FQ_Codel IPv6 floating rule error

JeFizz · Feb 11, 2021, 2:35 PM

Good Morning,

I'm receiving the same error message as the above referenced post along with others I have found on the forum. none of them appear to have any resolution.

2.5.0-RC (amd64)
built on Thu Feb 11 03:07:23 EST 2021
FreeBSD 12.2-STABLE

After many months of waiting for a bug to be resolved in the 2.5.0-devel builds, I have finally re-enabled traffic limiters utilizing FQ_CODEL following the instructions defined in many guides that are out there. I used Lawrence Systems instructions, which is exactly the same as a few other guides I have found. HERE.

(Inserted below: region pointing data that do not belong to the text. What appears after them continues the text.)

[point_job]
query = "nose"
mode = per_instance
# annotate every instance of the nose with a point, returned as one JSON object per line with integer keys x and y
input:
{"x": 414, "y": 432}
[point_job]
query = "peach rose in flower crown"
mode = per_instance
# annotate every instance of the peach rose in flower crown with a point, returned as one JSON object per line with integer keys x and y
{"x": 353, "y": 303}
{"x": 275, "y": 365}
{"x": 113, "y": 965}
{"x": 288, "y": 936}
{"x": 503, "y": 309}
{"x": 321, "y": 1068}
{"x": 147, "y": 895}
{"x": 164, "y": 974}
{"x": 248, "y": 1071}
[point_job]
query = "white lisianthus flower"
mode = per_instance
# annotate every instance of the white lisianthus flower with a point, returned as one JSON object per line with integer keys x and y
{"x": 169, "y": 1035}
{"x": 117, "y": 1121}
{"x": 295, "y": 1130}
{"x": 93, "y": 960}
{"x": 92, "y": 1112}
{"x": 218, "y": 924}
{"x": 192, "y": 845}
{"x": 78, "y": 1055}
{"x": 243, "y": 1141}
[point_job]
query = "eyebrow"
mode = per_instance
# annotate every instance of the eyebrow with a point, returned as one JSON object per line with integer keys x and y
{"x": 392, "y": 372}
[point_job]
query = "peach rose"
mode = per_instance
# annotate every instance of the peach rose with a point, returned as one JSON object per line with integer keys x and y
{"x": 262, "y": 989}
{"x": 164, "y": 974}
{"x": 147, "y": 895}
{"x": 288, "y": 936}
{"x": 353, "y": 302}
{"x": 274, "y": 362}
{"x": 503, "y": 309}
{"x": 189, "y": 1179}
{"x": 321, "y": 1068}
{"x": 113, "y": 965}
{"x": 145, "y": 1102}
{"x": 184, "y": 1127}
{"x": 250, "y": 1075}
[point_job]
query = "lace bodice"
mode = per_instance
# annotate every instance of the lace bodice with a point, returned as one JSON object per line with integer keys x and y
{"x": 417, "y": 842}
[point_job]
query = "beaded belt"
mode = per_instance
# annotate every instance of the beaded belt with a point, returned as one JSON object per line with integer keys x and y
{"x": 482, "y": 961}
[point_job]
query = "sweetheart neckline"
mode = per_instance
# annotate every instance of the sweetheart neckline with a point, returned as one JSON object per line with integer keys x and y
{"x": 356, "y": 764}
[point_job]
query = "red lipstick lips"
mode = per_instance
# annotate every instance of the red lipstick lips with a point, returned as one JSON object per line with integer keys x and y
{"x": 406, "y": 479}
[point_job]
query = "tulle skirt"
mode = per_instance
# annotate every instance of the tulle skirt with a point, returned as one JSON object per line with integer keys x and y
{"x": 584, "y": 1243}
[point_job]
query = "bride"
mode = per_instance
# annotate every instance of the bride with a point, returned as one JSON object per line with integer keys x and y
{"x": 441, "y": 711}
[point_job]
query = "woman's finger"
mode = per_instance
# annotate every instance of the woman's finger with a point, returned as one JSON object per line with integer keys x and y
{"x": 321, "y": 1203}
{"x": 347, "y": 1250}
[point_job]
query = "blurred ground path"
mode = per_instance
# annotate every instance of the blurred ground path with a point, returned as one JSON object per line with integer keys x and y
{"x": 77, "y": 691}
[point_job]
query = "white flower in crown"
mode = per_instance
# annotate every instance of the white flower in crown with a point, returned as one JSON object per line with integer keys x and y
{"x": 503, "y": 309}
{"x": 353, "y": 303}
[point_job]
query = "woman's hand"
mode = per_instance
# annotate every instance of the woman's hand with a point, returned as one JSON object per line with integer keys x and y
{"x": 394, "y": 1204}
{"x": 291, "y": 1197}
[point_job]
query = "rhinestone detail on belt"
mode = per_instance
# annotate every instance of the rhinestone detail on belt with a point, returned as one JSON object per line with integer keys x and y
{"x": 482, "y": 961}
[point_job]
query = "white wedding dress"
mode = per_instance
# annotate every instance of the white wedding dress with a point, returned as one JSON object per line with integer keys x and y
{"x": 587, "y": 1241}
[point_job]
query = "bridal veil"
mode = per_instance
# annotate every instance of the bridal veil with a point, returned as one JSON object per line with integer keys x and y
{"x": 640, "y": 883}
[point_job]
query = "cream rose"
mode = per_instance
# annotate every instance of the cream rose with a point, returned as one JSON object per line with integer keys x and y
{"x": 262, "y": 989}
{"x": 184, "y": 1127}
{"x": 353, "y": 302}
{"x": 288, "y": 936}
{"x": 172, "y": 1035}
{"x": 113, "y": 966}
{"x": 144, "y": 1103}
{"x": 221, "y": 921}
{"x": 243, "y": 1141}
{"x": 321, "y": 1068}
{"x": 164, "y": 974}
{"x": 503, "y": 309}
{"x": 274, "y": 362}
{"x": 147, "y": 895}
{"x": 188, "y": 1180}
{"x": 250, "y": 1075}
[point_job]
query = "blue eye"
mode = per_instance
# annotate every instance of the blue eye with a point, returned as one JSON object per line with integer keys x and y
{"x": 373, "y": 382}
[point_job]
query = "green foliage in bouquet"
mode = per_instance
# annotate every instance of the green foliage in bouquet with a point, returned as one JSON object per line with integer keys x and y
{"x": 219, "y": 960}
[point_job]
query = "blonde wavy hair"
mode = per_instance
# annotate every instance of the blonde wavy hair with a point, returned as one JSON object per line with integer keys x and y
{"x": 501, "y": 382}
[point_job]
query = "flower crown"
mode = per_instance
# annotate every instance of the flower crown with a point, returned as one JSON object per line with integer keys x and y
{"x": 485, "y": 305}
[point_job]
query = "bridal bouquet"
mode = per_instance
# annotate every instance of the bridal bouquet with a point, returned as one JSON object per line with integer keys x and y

My pfSense system is on the fresh 2.5.0 RC release, as noted above, that now contains the proper fixes to allow FQ_CODEL to be used on both up and down directions in the floating rules. The squashed bug is #9643. I can confirm that the bug is fixed when using IPv4 only, but adding an IPv6 floating rule generates the error.

There were error(s) loading the rules: /tmp/rules.debug:326: no routing address with matching address family found. The line in question reads [326]: pass out quick on { igb0 } $GWWAN_DHCP6 inet6 from any to any tracker 1609523960 keep state dnqueue( 2,1) label &quot;USER_RULE: CoDel Limiters&quot;
@ 2021-02-11 07:39:56

As far as I know, my IPv6 configurations are functioning properly. (Comcast, IPv6 PD, etc.)

Maybe because the gateway is "Dynamic" for IPv6?

Please let me know what configurations you would like to see in order to assist.

Thanks,

aivxtla · Feb 11, 2021, 5:03 PM

I'm also getting similar errors on 2.5.0 RC:

There were error(s) loading the rules: /tmp/rules.debug:178: no routing address with matching address family found. - The line in question reads [178]: pass out quick on { ixl0 } $GWWAN_DHCP6 inet6 from any to any tracker 1613022598 keep state dnqueue( 2,1) label "USER_RULE"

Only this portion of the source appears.